Und das vor allem, weil sich der teils online, teils gedruckt
ausgetragene Diskurs so ganz und gar an die alten Spielregeln des
Streites und Diskurses hält. These - Antithese, Beleg und
Gegenbeleg, Fundstelle gegen Fundstelle, Argumentationshilfe gegen
Argumentationshilfe, Leumundszeuge gegen Leumundszeuge. Nach all den
Mismatches in Sachen Wulf, Grass, Rösler, Guttenberg etc ist dies
endlich wieder ein Streit, der offen ausgetragen wird, wie nach den
akademischen Regeln des Marquis' von Queensberry. Ein offener
Schlagabtausch, bei dem der kindische Entzug von Argumenten, der
Verzicht auf das Recht, selbst einmal anzugreifen und die Deckung zu
verlassen, und die verächtlich-hochmütige Verweigerungshaltung
nicht zum Tragen kommen. Und dadurch entsteht ein nachvollziehbarer
Austausch, dessen Sieger letztlich der Leser festsetzt.
Erleichtert
nimmt der zur Kenntnis, dass die nassforsche forcierte
Regressionstendenz der nachdrängenden Piraten und ihnen
näherstehenden Gruppierungen offenbar noch nicht die alleinige Norm
ist. Besteht also noch Hoffnung? Natürlich, denn letztlich
bestreitet Lobo in seiner Entgegnung im Kern gar nicht die
Unterstellung Matusseks, dass sich der Hype um die Methoden und das
Auftreten der Piraten durch ein gewisses Maß an Albernheit und
Lächerlichkeit auszeichnet.
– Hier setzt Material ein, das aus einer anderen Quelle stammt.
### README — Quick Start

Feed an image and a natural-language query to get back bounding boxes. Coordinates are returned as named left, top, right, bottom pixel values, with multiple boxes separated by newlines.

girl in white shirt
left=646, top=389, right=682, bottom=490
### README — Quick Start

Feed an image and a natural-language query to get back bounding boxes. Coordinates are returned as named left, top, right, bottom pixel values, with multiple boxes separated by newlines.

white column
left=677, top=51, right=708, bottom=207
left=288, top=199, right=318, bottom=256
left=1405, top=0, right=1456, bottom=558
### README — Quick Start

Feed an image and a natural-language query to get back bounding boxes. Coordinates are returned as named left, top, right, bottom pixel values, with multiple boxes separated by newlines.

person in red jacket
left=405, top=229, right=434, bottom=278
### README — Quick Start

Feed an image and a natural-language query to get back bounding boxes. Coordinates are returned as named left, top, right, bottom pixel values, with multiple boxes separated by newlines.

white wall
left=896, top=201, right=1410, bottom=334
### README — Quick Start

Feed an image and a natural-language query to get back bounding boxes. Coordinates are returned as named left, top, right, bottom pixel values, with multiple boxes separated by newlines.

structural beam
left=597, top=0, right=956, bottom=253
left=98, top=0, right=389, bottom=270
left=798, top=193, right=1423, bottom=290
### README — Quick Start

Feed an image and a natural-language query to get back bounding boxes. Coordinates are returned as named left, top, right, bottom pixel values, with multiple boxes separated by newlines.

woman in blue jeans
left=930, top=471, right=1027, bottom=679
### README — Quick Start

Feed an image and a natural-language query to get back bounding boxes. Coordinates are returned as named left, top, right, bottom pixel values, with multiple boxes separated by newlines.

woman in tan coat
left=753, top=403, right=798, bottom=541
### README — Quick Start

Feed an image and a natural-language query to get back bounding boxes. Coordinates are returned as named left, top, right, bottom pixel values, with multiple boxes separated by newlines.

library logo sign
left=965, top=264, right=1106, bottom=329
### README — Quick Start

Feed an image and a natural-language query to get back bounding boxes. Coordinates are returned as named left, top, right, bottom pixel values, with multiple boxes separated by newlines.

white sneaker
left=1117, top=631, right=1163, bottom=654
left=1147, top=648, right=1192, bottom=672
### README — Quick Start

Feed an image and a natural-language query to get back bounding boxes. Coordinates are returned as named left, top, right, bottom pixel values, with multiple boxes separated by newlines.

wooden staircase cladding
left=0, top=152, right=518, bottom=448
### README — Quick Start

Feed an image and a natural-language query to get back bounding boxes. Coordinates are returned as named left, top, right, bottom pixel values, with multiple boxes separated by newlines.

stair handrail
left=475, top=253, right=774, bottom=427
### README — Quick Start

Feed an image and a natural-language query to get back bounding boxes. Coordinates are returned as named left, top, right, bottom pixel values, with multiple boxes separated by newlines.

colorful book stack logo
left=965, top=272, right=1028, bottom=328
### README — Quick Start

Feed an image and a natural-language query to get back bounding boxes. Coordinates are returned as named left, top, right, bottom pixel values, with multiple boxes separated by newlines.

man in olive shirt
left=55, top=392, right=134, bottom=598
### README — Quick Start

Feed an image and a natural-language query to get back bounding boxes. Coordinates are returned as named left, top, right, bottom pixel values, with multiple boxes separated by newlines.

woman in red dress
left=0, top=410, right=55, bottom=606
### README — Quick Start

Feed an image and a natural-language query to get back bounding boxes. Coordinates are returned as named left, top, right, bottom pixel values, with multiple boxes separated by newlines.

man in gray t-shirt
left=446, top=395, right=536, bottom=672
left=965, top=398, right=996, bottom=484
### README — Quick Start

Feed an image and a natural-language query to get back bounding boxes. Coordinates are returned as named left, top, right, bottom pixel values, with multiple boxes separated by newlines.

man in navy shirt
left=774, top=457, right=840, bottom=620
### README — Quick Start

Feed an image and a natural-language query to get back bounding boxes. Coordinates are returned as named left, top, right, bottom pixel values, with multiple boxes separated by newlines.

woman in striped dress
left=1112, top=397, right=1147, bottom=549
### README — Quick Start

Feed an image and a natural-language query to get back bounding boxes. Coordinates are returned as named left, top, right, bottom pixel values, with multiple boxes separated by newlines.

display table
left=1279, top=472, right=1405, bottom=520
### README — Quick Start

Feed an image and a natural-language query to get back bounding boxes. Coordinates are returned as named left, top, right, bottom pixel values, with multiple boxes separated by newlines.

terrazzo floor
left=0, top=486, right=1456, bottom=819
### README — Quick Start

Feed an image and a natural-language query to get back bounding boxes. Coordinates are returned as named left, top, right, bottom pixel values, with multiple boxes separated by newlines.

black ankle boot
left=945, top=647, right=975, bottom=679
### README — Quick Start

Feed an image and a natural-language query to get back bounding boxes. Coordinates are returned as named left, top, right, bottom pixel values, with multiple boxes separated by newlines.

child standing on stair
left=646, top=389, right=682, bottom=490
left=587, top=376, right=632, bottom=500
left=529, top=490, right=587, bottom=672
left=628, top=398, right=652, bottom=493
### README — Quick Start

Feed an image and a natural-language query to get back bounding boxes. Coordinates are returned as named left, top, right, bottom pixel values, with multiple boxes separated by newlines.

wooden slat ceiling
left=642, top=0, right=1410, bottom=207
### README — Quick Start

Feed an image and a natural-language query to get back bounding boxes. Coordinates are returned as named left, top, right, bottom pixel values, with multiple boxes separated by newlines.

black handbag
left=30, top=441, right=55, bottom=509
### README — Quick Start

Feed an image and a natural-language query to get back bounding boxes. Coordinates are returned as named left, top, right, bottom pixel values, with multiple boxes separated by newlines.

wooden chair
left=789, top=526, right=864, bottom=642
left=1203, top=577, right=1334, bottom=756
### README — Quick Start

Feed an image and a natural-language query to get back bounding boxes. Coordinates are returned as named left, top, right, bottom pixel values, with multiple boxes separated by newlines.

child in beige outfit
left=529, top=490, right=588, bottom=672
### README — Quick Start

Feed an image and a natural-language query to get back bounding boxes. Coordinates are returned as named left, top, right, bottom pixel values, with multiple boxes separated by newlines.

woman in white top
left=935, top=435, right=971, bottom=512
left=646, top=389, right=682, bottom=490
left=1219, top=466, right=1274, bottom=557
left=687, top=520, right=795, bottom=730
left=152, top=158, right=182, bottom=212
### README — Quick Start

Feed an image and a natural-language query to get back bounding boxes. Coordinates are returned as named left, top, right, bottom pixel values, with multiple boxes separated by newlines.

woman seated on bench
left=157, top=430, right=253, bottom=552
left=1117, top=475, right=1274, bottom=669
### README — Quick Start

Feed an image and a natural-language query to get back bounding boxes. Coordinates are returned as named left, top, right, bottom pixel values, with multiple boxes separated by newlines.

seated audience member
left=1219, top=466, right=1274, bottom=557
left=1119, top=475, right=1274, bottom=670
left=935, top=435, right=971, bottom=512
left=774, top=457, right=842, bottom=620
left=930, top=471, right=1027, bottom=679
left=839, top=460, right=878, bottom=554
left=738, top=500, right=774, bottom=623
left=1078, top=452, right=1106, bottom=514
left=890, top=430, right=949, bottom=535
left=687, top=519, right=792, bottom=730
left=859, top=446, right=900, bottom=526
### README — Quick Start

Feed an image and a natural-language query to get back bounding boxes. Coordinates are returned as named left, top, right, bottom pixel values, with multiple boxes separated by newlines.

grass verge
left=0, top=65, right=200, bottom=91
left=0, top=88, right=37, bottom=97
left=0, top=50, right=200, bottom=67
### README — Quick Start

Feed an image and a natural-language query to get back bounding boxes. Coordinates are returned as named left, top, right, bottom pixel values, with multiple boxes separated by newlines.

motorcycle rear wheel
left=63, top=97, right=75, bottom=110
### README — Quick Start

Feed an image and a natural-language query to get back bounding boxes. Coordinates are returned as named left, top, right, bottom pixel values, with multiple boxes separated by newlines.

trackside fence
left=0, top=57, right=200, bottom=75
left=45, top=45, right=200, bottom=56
Matusseks Behauptung, dass man viel zu
sehr auf die Möglichkeiten der globalen technischen Vernetzung
setze, als seien diese moderne Heilsversprechen, widerspricht Lobo
nicht wirklich konsequent, wenn er eingesteht, dass der Mensch der
entscheidende Mastermind hinter der Maschine, vor dem PC ist.
Redaktionelle
Hinterstube?
Dieser
Austausch von verbalen Nettigkeiten, möglicherweise in einer
redaktionellen Hinterstube ausgeheckt und eingefädelt, um der
eigenen journalistischen Veranstaltung ein wenig intellektuell
abgefederten Krakeel mitzugeben, zeigt tatsächlich, dass es die
Köpfe vor den Bildschirmen oder über den Tastaturen sind, die über
die Qualität unserer Diskussionen über Zukunft, Entwicklung,
Fortschritt, Freiheit undsoweiterundsofort entscheiden. Hier ist
offensichtlich nicht die viel beschworene Schwarmintelligenz am Werk,
sondern der kluge Kopf gefragt worden. Andererseits berufen sich alle
dabei auf diejenige Schwarmintelligenz, die früher unter dem Rubrum
Bildungskanon firmierte und funktionierte.
Auf
diese Art bewegen sich die beiden Gruppen wieder auf einander zu. Die
Netzaktivisten machen gerade die Erfahrung, dass ihre bedingungslose
Offenheit schnell in Unschlüssigkeit und Perspektivlosigkei
umschlägt, dass ihre Basisorientierung zusehends an Bodenhaftung
verliert. Möge das Duell auf der Main Street, der mannhafte Kampf
Wort gegen Wort, Argument gegen Argument nie aussterben und die
Youngster wieder in den Diskurs zurückholen. Und mögen Sascha Lobo
die Ideen, sich publizistisch über Wasser zu halten, nie ausgehen.